As from my tour guide, the best time to visit Pleiku is from December to April, when the rainy season ends, the sky is clear blue with sunshine all the day and lots of flowers bloom. When the spring comes, you may join exciting festivals held in ethnic tribes in Gia Lai. I was quite disappointed with elephant experience in Ban Don, Buon Ma Thuot as I only got 10 minutes on the back of an elephant to cross a small spring and go around the village, however, I shouted like a kid when my tour guide took me to his village and helped me to ride a baby elephant through the jungle. The bonfire night under the roof of Rong house (the community house of Ede people) there was another highlight that I always recommend to my friend. Come and feel it yourself, buddies, I’m sure that you will soon be lured by foliage color of the rubber plantation, the gatherings around the bonfire with Ede traditional dances following the sound of Gong, and the smile of elephant trainers here!
Though I don’t really like Nha Trang as it’s now packed with tourists coming from all over the world, I still like a part of it- Ninh Van Bay. It’s 30km away from Nha Trang and still keeps the beauty of an isolated bay as you can only access this stunning place by 20-minute boat. However, don’t ever think that it is an abandoned place. In contrary, this fairy-tale peninsula may lure you with private eco- friendly villas looking over the sea, outstanding cuisine, butler service as well as the chance to scuba-dive and spa.
Coming here in 2016, I just found myself in a mere tranquility with no interference.

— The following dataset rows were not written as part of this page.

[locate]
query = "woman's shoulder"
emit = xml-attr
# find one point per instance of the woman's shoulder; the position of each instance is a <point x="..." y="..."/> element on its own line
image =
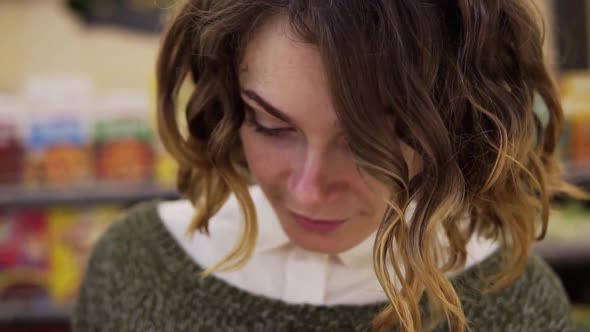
<point x="535" y="301"/>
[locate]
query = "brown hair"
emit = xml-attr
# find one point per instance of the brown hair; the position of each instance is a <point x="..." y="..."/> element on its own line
<point x="458" y="77"/>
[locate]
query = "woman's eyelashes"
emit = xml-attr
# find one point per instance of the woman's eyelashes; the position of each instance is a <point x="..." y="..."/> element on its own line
<point x="272" y="132"/>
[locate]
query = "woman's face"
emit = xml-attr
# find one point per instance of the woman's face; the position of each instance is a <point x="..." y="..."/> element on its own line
<point x="295" y="148"/>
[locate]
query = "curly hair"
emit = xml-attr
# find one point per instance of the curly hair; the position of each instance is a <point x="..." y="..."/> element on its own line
<point x="459" y="78"/>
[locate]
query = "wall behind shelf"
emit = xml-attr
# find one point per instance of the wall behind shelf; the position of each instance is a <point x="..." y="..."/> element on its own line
<point x="44" y="37"/>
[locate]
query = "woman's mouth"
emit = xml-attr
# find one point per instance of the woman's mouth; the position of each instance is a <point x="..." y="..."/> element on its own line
<point x="318" y="225"/>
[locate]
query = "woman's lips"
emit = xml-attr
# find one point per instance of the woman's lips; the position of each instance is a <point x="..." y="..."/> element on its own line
<point x="317" y="225"/>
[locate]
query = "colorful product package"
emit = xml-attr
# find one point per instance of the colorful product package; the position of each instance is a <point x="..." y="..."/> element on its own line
<point x="23" y="250"/>
<point x="58" y="139"/>
<point x="123" y="140"/>
<point x="73" y="233"/>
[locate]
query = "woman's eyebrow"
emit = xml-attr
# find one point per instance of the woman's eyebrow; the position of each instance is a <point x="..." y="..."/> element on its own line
<point x="266" y="106"/>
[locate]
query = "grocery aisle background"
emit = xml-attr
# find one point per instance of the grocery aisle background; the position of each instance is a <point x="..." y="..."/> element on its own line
<point x="77" y="143"/>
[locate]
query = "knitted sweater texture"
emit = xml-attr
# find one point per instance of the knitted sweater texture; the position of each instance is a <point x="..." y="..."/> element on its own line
<point x="140" y="279"/>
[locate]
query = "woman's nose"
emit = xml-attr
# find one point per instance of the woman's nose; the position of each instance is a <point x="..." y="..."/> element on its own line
<point x="313" y="183"/>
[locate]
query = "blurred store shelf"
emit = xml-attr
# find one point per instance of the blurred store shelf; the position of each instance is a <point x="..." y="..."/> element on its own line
<point x="96" y="193"/>
<point x="579" y="175"/>
<point x="565" y="253"/>
<point x="32" y="310"/>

All I see here is a calm turquoise water and fantastic food experience that blew my mind in one second. 7 days there was such a heaven for me that I didn’t want to come back to work soon. All days are full of a wide range of activities from riding water motorcycle to trekking through the jungle. The exclusive moment was when I lay down on the deck of the private cruise, taking a sip of champagne to admire the marvelous sunset on the bay.
For me, the most unforgettable thing here in Ninh Van Bay was food experience. Food experience in Ninh Van Bay is not merely the matter of eating but the art of cuisine and pleasure. Either pool party with marvelous food served by 5-star restaurants' chefs or private romantic BBQ on the beach may blow your mind with the mixture of regional traditional seafood and western fine-dining dishes. The top dishes here are Nem nuong Ninh Hoa, rice noodle with fish or jellyfish, lobsters and squid crepe.
My advice for you guys is taking a day tour to get around Ninh Van bay as you may find yourself eating in a small food stall in Ninh Hoa Market, feeding baby monkeys in Hon Lao island or just trying to hold a huge lobster in a local farm in Nha Phu swamp. Want to know more about Ninh Van Bay, get our ultimate guide here. Your trip to Vietnam will turn into lifetime experience if you see, feel and join activities that nobody experienced before. Add these above destinations to your bucket list and get going!